A retenção desses clientes frequentemente depende de fricção artificial na interface. A Federal Trade Commission (FTC) processou a Amazon em 2023 e a Adobe em 2024 por dificultarem o cancelamento de serviços. A Adobe cobrava metade do valor restante do contrato anual como multa rescisória, um dado que não era apresentado de forma imediata na página de assinatura até recentemente. A tentativa da FTC de implementar a regra "click to cancel" foi derrubada por uma corte federal de apelações do Oitavo Circuito, e o vídeo aponta que não há indícios de que a administração Trump dará continuidade à medida.
O retorno à propriedade como resposta de mercado
A digitalização eliminou mercados secundários e direitos básicos do consumidor, como a revenda ou o empréstimo de mídias. Aaron Perzanowski, coautor do livro "The End of Ownership" (2016), descreve o cenário atual como um retorno ao feudalismo, onde um punhado de empresas detém o controle absoluto sobre os recursos. Em 2024, o streaming representou 84% da receita de música gravada nos Estados Unidos, enquanto a mídia física respondeu por 11%. No setor de vídeo, os gastos com mídia física caíram para menos de 2% da receita total.
Como contraponto, nichos de mercado começam a rejeitar a dependência de servidores de terceiros. Os envios de discos de vinil cresceram mais de 1.200% desde 2005. Em Nova York, a locadora Night Owl Videos mantém um acervo de 8 a 10 mil títulos em DVD, Blu-ray e VHS, apostando na curadoria humana contra a remoção arbitrária de catálogos pelas plataformas de streaming, que frequentemente apagam produções para abater perdas financeiras. Para contexto, a BrazilValley aponta que esse movimento de fadiga reflete um ciclo clássico de mercado, onde a conveniência extrema de um modelo de distribuição eventualmente gera uma demanda reativa por posse e controle tangível.

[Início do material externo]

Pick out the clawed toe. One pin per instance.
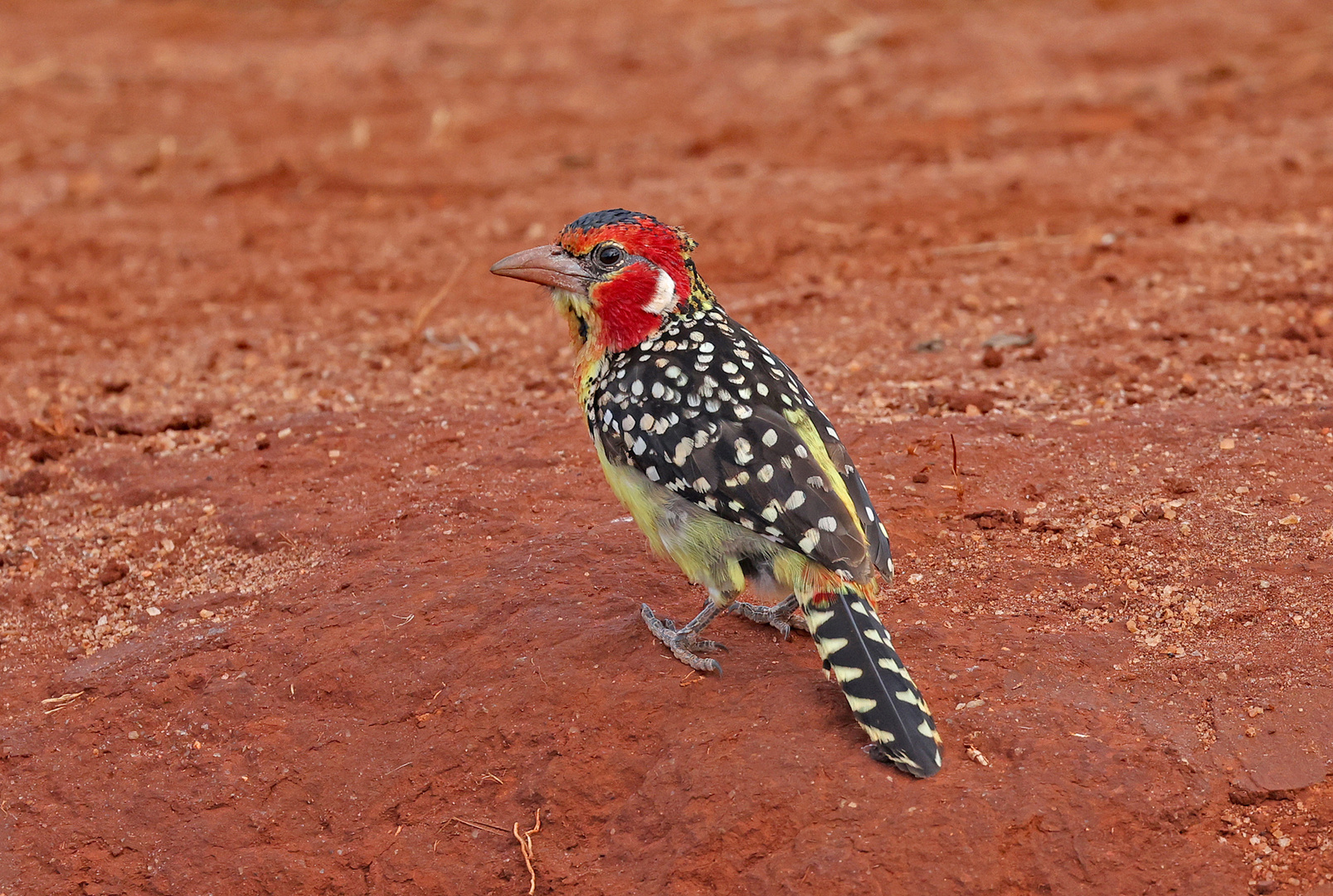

No ecossistema de software, empresas como a Procreate optam por vender seus aplicativos em um pagamento único, argumentando que assinaturas forçadas geram danos à marca e sensação de aprisionamento. No setor de games, a plataforma GOG se diferencia ao fornecer instaladores offline sem restrições digitais, garantindo que o usuário mantenha o acesso ao jogo mesmo que a distribuidora encerre o suporte.
A economia da assinatura consolidou-se como o padrão ouro para investidores que buscam previsibilidade de caixa, mas atingiu um ponto de saturação para o consumidor final. A proliferação de aluguéis perpétuos para bens duráveis expõe o limite de um modelo que extrai valor contínuo sem contrapartida proporcional. O embate entre a engenharia de retenção das empresas de tecnologia e a demanda latente por propriedade definitiva definirá a próxima fase do desenvolvimento de produtos no varejo digital.